Based on this method, the reinforcing loop that is mainly responsible in
creating the reinforcing growth in Sick People is:

Sick People --> probability of contact with sick people --> catching
illness --> Sick People

At the same time, the above feedback loop is the major cause of
reinforcing decline in Healthy People.

The balancing feedback loop that creates a balancing decline in the
behavior of Healthy People and a balancing growth in the behavior of
Sick People is either:

Healthy People --> catching illness --> Healthy People
or
Sick People --> recovering --> Sick People

depending on the duration of illness relative to population interactions
and probability of catching illness. A very small duration of illness
can cause the latter feedback to become dominant instead.

The story is that the reinforcing feedback loop drains Healthy People
through the flow of catching illness until they run out. The balancing
loop then comes play to control the the outflow of Healthy People which
happens to be the inflow of Sick People. When the duration of illness
is quite small, Sick people get well immediately. A larger flow of
recovery can lead to a slower decline of Healthy People and, at the same
time, a slower growth of sick people.

Hope it helps.
From: Mohammad@mail.yazd.co.ir

Mohammad Mojtahedzadeh
Assistant Professor,
Department of Management and Systems,
Sharif Industrial University, Tehran
Iran

Posted: **Sun Apr 16, 2000 7:37 pm**

>I am doing work on epidemics and spread of information, and I am attempting
>to understand these models within systems dynamics.
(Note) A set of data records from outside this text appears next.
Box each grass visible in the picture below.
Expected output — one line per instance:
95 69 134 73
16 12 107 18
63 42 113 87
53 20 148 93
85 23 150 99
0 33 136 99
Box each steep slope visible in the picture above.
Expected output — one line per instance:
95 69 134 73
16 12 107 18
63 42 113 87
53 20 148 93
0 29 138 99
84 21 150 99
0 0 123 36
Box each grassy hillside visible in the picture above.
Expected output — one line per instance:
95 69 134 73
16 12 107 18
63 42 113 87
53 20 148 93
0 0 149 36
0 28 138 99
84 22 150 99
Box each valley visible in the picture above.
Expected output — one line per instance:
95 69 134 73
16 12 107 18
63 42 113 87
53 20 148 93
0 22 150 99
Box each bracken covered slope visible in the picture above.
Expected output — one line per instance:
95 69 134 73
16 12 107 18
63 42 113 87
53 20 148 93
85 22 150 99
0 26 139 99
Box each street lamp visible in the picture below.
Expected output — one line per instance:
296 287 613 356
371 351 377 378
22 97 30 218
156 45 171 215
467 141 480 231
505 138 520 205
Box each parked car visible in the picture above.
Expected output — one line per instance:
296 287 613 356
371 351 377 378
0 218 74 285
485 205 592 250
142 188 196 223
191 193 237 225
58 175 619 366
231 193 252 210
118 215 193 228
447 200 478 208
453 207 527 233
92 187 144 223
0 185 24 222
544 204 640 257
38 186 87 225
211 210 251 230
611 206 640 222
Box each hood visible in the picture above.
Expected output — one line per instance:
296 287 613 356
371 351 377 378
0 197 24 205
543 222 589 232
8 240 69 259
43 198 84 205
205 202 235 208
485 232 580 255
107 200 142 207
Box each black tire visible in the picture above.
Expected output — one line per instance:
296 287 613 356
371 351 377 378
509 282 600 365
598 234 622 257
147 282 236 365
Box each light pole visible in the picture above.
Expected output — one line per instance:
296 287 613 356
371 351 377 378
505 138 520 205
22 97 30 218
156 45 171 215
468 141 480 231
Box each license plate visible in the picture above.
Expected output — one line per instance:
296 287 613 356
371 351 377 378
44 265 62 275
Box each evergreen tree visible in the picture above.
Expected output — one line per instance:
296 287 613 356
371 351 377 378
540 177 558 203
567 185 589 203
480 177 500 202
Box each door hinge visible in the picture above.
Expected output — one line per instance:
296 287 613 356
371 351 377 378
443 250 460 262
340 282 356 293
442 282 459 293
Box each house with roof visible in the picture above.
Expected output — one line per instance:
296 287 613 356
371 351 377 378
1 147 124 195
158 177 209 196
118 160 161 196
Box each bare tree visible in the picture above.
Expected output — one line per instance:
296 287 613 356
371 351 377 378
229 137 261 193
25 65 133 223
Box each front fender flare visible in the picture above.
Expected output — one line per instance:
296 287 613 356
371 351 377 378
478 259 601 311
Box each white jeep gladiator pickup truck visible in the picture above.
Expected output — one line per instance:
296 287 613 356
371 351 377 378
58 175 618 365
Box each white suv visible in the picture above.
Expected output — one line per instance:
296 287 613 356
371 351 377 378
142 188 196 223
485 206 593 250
However I am having
>trouble constructing the causal loop diagram for the simple two
>compartmenet epidemic.

You might look at the note called "Problems with Causal Loop Diagrams
Revisited" in the Systems Thinker, vol. 7, issue 10 (1996-97) and/or
the slightly longer version in the System Dynamics Review, vol. 13,
issue 3 (1997).

They provide a version of the causal loop diagram I think you are
looking for, and perhaps the explanation for why you might be having
a tussle with this.

...George
--

-------------------------------------------------------------------------
George P. Richardson G.P.Richardson@Albany.edu
Chair, Dept. of Public Administration and Policy 518-442-5258
Rockefeller College of Public Affairs and Policy 518-442-5298
University at Albany, Albany, NY 12222 http://www.albany.edu/~gpr
-------------------------------------------------------------------------

Posted: **Mon Apr 17, 2000 12:11 pm**

John Hayward asks about the causal loop diagram ("CLD") for the
S-Shaped epidemic model, and questions the diagram in the Road Maps
document D-4432. I note good answers from others here.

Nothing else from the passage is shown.